I am running some experiments using the Java Microbenchmarking Harness, and in particular I am using the GC profiler. I have three questions about interpreting the results of the GC profiler.
Here is my benchmark:
@Benchmark
public void benchmarkPiecewiseDNFModel(Blackhole blackhole) {
// Run the method and consume the output to avoid dead code elimination
PiecewiseCausalModel model = creator.PiecewiseDNFModel(users);
blackhole.consume(model);
}
The method within the benchmark creates a large collection of Boolean formulas in disjunctive normal form. For a single run of this benchmark, with one warmup, I obtained the following results:
Benchmark (users) Mode Cnt Score Error Units
BenchmarkModelCreator.benchmarkPiecewiseDNFModel 650 ss 77.664 s/op
BenchmarkModelCreator.benchmarkPiecewiseDNFModel:gc.alloc.rate 650 ss 809.123 MB/sec
BenchmarkModelCreator.benchmarkPiecewiseDNFModel:gc.alloc.rate.norm 650 ss 65892091888.000 B/op
BenchmarkModelCreator.benchmarkPiecewiseDNFModel:gc.count 650 ss 61.000 counts
BenchmarkModelCreator.benchmarkPiecewiseDNFModel:gc.time 650 ss 332.000 ms
I am trying to interpret these results in the context of a single measurement iteration for this benchmark. I can't seem to find a clear answer to the following questions:
(1) What, precisely, is the GC profiler measuring, especially in gc.alloc.rate.norm? The 65 GB that is being reported is a cumulative number, so it seems like the GC profiler is summing up the memory allocation just before each garbage collection event? Is that accurate? Is it the average amount of memory allocated per second of my operation?
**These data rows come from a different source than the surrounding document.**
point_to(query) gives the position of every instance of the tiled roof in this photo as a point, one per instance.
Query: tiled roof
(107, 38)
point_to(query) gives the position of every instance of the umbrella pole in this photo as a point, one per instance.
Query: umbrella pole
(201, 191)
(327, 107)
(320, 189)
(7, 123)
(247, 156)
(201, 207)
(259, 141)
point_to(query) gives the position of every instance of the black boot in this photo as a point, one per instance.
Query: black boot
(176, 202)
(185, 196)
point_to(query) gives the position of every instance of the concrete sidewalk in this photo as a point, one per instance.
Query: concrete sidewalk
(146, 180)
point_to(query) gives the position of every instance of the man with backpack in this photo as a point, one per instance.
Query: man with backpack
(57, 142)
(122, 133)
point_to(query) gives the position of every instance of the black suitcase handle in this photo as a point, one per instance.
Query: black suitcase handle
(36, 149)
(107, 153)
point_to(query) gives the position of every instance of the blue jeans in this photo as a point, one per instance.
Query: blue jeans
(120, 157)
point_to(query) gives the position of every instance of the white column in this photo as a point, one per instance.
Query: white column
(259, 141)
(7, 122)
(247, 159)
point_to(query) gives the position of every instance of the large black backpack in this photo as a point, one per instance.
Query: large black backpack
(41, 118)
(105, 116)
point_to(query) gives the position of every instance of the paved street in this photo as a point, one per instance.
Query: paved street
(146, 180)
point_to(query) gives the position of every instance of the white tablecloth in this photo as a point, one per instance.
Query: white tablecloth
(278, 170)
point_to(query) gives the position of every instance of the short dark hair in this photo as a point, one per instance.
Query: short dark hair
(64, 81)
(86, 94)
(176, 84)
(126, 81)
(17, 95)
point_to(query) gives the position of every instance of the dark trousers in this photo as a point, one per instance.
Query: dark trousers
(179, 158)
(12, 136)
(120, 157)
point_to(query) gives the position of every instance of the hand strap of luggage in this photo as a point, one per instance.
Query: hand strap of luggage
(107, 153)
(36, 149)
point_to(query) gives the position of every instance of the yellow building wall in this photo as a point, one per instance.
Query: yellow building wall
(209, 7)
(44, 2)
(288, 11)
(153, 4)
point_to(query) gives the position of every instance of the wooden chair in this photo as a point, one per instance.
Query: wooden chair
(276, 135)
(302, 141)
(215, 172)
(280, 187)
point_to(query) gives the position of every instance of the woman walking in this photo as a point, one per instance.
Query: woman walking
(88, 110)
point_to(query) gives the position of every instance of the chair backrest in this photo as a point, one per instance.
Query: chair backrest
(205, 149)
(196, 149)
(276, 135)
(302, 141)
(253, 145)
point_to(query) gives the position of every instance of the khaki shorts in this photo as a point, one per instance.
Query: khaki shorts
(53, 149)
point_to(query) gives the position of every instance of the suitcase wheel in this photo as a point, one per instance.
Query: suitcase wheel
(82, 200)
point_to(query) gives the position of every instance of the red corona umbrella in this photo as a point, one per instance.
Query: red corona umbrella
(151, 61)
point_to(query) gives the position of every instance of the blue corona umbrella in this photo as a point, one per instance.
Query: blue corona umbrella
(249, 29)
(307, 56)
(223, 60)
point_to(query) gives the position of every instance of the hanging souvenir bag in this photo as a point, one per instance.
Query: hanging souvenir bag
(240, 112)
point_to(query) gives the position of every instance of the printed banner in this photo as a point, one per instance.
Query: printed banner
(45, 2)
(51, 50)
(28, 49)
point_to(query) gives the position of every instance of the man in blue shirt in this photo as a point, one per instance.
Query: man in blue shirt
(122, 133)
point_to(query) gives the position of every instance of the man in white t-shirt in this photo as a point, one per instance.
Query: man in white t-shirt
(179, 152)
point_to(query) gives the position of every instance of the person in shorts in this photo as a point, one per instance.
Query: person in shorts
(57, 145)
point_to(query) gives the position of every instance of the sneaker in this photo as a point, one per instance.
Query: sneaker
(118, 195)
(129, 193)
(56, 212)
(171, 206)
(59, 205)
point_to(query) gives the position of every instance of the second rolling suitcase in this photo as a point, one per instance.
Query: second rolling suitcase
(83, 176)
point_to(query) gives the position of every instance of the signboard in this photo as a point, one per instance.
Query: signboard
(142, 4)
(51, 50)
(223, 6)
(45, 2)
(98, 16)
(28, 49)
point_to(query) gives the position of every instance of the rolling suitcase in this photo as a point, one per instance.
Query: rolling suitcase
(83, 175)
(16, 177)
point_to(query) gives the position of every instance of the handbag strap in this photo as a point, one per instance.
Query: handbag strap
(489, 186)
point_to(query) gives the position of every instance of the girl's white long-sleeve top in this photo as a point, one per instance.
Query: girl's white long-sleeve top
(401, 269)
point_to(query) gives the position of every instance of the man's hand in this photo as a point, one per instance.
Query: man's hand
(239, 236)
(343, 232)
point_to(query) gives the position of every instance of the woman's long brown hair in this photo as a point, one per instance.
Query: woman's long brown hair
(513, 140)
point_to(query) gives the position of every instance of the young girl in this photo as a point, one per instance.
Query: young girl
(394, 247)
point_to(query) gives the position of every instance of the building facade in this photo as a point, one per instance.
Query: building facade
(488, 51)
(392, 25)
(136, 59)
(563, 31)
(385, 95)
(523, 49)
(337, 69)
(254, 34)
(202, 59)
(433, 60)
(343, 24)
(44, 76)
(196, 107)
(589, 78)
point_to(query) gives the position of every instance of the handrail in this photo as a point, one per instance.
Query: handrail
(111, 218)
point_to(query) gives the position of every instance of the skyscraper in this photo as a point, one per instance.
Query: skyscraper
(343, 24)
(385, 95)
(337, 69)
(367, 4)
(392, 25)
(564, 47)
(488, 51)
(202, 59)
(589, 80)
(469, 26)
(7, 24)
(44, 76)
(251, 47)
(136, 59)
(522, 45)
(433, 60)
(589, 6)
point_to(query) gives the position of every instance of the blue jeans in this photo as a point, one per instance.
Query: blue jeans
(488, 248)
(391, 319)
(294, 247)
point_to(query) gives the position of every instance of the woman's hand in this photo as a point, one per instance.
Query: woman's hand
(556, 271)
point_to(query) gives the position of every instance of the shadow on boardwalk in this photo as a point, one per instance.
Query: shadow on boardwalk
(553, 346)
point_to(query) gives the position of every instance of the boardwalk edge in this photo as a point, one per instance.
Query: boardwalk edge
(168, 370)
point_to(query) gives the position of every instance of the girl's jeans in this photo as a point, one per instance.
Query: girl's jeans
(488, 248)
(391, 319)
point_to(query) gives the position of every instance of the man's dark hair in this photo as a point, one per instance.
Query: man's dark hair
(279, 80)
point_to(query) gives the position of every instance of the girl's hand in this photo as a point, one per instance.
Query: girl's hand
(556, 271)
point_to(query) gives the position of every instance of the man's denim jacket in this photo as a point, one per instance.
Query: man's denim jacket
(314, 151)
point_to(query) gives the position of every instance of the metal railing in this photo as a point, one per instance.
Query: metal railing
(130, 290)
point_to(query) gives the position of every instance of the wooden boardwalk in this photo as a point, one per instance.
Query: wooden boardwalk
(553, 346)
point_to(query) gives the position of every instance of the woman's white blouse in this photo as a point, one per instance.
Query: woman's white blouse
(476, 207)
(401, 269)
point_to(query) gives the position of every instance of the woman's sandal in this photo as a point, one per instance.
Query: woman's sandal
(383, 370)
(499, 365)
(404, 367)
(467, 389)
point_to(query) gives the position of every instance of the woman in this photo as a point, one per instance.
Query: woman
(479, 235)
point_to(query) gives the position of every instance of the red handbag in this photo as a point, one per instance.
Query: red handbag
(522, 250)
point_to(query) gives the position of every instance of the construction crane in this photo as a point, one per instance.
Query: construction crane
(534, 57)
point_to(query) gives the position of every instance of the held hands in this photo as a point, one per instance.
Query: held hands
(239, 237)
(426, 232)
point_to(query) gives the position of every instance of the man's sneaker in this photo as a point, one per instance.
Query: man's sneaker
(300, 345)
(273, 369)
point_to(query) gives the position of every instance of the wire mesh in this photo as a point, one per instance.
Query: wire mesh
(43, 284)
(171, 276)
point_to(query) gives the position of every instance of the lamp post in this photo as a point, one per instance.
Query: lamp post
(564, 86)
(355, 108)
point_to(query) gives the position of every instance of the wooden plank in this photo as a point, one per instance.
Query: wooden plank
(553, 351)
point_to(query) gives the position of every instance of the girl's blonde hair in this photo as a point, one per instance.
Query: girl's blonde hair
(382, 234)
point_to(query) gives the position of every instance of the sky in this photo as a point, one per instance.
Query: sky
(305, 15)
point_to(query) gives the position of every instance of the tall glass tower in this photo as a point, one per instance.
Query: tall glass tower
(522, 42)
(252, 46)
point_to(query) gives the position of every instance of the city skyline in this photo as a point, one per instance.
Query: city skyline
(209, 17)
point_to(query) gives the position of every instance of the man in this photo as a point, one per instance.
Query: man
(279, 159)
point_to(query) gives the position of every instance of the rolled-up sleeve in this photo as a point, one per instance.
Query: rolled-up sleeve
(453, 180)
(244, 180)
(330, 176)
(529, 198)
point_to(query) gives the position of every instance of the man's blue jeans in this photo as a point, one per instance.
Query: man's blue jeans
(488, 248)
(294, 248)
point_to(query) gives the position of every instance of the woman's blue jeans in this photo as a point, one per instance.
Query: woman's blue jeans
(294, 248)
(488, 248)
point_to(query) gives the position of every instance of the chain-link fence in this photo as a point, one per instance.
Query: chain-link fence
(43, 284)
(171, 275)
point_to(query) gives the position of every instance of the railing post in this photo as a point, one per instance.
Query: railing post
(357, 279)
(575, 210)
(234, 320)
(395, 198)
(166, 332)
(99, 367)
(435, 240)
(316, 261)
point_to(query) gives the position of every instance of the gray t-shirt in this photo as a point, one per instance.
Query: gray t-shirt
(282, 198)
(2) How, precisely, is an operation defined? In particular, is an operation a single invocation of the method within my benchmark (creator.PiecewiseDNFModel)? Or, is operation defined In a more fine-grained way to do with different parts of the PiecewiseDNFModel itself?
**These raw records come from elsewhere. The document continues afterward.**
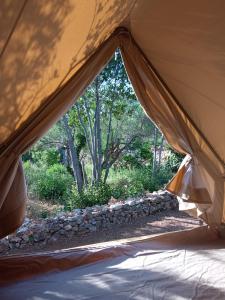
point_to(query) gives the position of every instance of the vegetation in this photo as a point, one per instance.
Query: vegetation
(104, 147)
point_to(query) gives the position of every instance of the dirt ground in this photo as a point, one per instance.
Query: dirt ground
(159, 223)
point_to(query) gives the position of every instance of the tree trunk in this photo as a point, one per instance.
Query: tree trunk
(154, 167)
(76, 166)
(160, 151)
(98, 134)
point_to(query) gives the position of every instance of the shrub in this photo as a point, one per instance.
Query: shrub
(50, 183)
(92, 195)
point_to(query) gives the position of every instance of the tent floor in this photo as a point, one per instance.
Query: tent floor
(181, 265)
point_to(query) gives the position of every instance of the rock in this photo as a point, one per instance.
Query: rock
(68, 227)
(15, 239)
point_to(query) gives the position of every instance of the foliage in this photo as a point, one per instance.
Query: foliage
(92, 195)
(105, 146)
(50, 183)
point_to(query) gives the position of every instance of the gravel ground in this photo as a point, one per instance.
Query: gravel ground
(158, 223)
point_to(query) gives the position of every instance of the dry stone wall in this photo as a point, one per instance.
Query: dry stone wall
(91, 219)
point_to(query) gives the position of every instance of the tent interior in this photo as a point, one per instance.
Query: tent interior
(174, 54)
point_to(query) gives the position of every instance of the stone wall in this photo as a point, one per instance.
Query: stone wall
(90, 219)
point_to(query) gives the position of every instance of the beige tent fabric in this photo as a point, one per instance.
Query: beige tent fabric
(199, 179)
(11, 177)
(44, 43)
(50, 50)
(44, 64)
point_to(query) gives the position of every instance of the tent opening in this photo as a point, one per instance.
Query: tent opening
(105, 157)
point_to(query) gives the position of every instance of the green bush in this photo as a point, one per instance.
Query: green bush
(50, 183)
(92, 195)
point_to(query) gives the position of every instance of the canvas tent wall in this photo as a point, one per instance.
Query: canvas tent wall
(174, 55)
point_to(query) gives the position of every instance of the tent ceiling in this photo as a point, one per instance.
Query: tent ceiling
(50, 50)
(185, 42)
(50, 42)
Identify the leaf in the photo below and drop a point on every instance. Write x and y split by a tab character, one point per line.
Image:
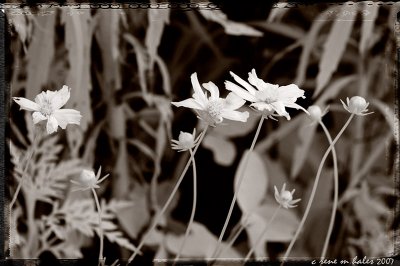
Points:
78	37
254	183
281	229
157	20
40	54
306	135
224	150
333	49
199	244
369	14
231	27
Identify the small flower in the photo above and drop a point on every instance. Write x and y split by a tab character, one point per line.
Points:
186	141
285	198
266	97
213	109
356	105
47	106
88	180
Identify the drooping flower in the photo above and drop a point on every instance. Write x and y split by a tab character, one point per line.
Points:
285	197
356	105
213	109
47	106
186	141
88	180
265	97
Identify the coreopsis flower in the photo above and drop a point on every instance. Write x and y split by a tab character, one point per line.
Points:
356	105
47	106
88	180
285	197
213	109
265	97
186	141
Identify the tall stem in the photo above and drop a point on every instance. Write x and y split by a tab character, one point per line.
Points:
335	191
238	186
260	237
193	206
159	215
100	227
315	188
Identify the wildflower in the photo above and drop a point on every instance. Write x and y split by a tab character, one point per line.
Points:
285	198
47	107
356	105
266	97
213	109
88	180
186	141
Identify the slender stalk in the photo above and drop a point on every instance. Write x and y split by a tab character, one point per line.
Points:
159	215
314	189
238	186
193	206
335	191
100	228
260	237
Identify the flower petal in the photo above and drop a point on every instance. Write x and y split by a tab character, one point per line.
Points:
235	115
60	98
52	124
67	116
240	91
189	103
213	89
290	93
26	104
37	117
248	87
198	91
233	101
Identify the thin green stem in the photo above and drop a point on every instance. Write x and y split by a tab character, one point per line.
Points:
314	189
159	215
238	186
100	227
335	191
193	206
260	237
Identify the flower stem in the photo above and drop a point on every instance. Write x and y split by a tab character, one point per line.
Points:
193	207
335	193
314	189
260	237
14	199
238	186
159	215
101	262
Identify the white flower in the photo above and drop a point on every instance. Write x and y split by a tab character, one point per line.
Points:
267	97
47	107
186	141
285	198
356	105
213	109
88	180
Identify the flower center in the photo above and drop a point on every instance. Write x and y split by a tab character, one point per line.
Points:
46	108
214	108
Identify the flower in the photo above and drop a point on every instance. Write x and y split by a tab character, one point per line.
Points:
47	107
285	198
213	109
88	180
356	105
186	141
266	97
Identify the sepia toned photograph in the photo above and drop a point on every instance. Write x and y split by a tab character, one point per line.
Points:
200	133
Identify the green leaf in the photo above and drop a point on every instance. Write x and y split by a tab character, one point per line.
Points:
333	48
254	183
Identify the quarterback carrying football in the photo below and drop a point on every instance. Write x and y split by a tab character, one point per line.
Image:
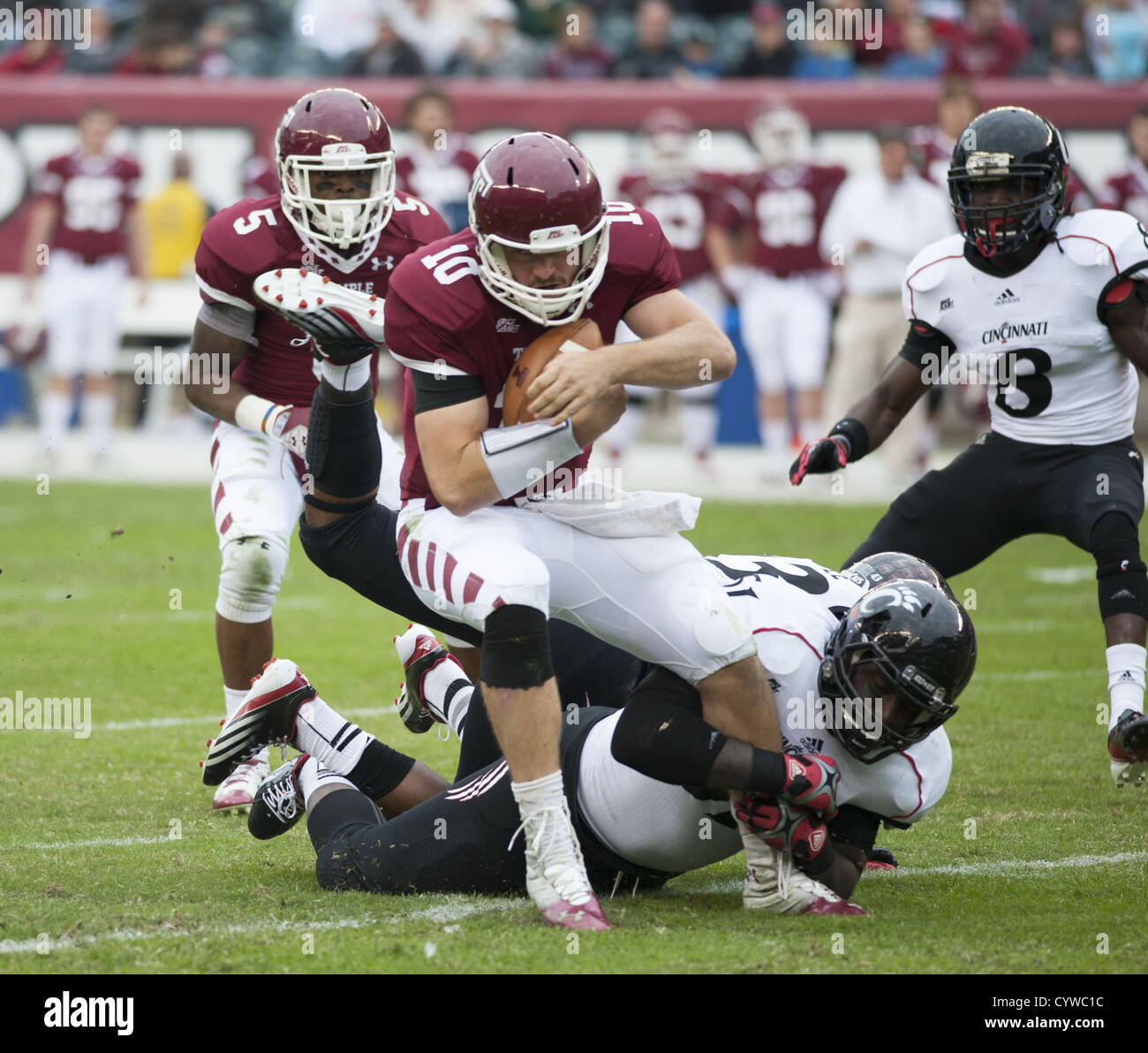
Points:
1057	307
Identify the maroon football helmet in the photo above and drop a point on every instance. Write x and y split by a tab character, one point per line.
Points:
536	192
336	131
666	148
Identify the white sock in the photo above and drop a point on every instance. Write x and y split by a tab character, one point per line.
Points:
1125	678
776	433
699	423
98	413
546	792
232	698
54	409
313	776
336	743
448	693
347	378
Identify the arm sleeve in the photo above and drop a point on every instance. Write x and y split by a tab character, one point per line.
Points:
661	274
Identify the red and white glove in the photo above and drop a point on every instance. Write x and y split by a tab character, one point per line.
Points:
288	428
286	424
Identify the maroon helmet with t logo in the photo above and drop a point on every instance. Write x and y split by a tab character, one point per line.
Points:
538	193
336	131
(3) Is it not somewhat misleading to use the GC profiler to measure the memory footprint of a piece of code given its method of cumulative measurement? For example, if I have an operation which happens to take a long time but that only ever uses up, say, 100MB at a given moment, then the GC profiler will report a large number for gc.alloc.rate.norm, but the actual burden of the process on my machine is very low. It would seem like a profiler which reported on the max memory usage at any one time is more appropriate. If that is right (I am open to objections), then can anyone suggest a more appropriate method of profiling?
I thank in advance for clarification that can be provided on these three points.
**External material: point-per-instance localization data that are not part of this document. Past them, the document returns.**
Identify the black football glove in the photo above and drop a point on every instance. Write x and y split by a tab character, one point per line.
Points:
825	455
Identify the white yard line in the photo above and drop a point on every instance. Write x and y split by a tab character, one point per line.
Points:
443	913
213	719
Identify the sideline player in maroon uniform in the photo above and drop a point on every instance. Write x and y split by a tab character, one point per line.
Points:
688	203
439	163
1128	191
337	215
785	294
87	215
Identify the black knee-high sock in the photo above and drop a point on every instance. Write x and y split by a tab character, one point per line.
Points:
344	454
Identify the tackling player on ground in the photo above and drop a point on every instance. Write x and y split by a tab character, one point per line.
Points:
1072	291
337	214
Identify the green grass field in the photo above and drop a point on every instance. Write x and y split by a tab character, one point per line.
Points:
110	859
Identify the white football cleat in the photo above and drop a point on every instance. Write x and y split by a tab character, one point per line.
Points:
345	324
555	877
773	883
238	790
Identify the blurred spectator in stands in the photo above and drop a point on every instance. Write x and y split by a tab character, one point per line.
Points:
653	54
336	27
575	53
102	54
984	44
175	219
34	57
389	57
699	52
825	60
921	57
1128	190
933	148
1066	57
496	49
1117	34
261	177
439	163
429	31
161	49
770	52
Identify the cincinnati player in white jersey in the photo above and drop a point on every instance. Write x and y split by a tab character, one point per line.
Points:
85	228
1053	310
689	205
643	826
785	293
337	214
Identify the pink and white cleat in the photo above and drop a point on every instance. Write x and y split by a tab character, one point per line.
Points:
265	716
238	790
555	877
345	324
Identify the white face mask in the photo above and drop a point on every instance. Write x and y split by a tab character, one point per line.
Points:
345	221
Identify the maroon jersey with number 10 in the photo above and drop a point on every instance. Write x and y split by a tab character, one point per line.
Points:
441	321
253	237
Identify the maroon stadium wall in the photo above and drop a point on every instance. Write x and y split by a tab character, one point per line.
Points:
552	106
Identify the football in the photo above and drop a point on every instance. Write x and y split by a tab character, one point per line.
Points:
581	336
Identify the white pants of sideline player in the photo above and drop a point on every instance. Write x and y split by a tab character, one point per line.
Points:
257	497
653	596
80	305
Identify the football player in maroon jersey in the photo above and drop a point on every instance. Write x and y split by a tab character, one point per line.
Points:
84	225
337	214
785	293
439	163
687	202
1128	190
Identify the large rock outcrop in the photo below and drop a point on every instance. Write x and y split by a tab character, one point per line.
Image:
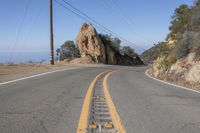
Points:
92	47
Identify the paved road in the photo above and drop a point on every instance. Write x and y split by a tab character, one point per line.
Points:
52	103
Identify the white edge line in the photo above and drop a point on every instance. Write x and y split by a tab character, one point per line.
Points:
37	75
182	87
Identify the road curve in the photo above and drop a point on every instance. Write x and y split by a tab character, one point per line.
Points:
52	103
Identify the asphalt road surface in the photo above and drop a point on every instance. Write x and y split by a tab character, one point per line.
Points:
52	103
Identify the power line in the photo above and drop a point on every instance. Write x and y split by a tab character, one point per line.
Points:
78	14
127	18
93	20
30	30
20	29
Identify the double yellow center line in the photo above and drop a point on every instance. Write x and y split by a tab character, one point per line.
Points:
84	116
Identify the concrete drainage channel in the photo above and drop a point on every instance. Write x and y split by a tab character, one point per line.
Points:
99	114
100	120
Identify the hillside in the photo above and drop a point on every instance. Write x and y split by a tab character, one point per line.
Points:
94	48
179	60
148	56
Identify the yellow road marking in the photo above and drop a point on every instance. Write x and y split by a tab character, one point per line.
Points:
114	115
83	121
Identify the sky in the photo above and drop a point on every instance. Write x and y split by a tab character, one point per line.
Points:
24	24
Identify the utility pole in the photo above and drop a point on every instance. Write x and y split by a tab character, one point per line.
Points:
51	34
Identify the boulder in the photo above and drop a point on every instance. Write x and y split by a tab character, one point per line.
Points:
94	50
90	45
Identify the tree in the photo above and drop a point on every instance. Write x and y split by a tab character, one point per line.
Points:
68	50
180	21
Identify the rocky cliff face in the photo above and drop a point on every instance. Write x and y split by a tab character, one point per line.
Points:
91	47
The answer to your second question is that an 'operation' is each invocation of the @Benchmark
method (unless you override that by annotating the method with @OperationsPerInvocation
), so yes, in your case, it is the number of calls to creator.PiecewiseDNFModel
.
As to your first question, gc.alloc.rate is, as reported, the number of MB/second that your method allocates. gc.alloc.rate.norm is the number of bytes allocated per 'operation' (as defined above) invoked. These are both (as far as I understand) calculation using the same numerator.
As to your third question...
For an object, we can think of it as existing in one of 2 states - in-use, and garbage. An object in-use is one which is reachable and which might be used by the program in the future. An object is garbage if it is not reachable, but hasn't yet been collected. (There is a third state leaked, an object has leaked if it is reachable, will not become unreachable, but will never be used again, but that isn't necessary for this discussion).
Until we run a garbage collection, we have no way of knowing if an object is garbage or not. (In Java, as far as I know, there is no way to run the analysis without then performing the collection). So JMH cannot distinguish between code (c1) that allocates 50 MB during an operation, all of which is in-use until the operation exits, from code (c2) that allocates and then immediately makes unreachable, 10 MB, but does this 5 times per operation. In both cases, the operation allocated 50 MB and that is all that the JMH profiler is aware of.
That said, the primary purpose of something like JMH is to help you to compare two (or more) different implementations of the same "thing". Most often it is the relative difference of those scores which is interesting, not the absolute numbers.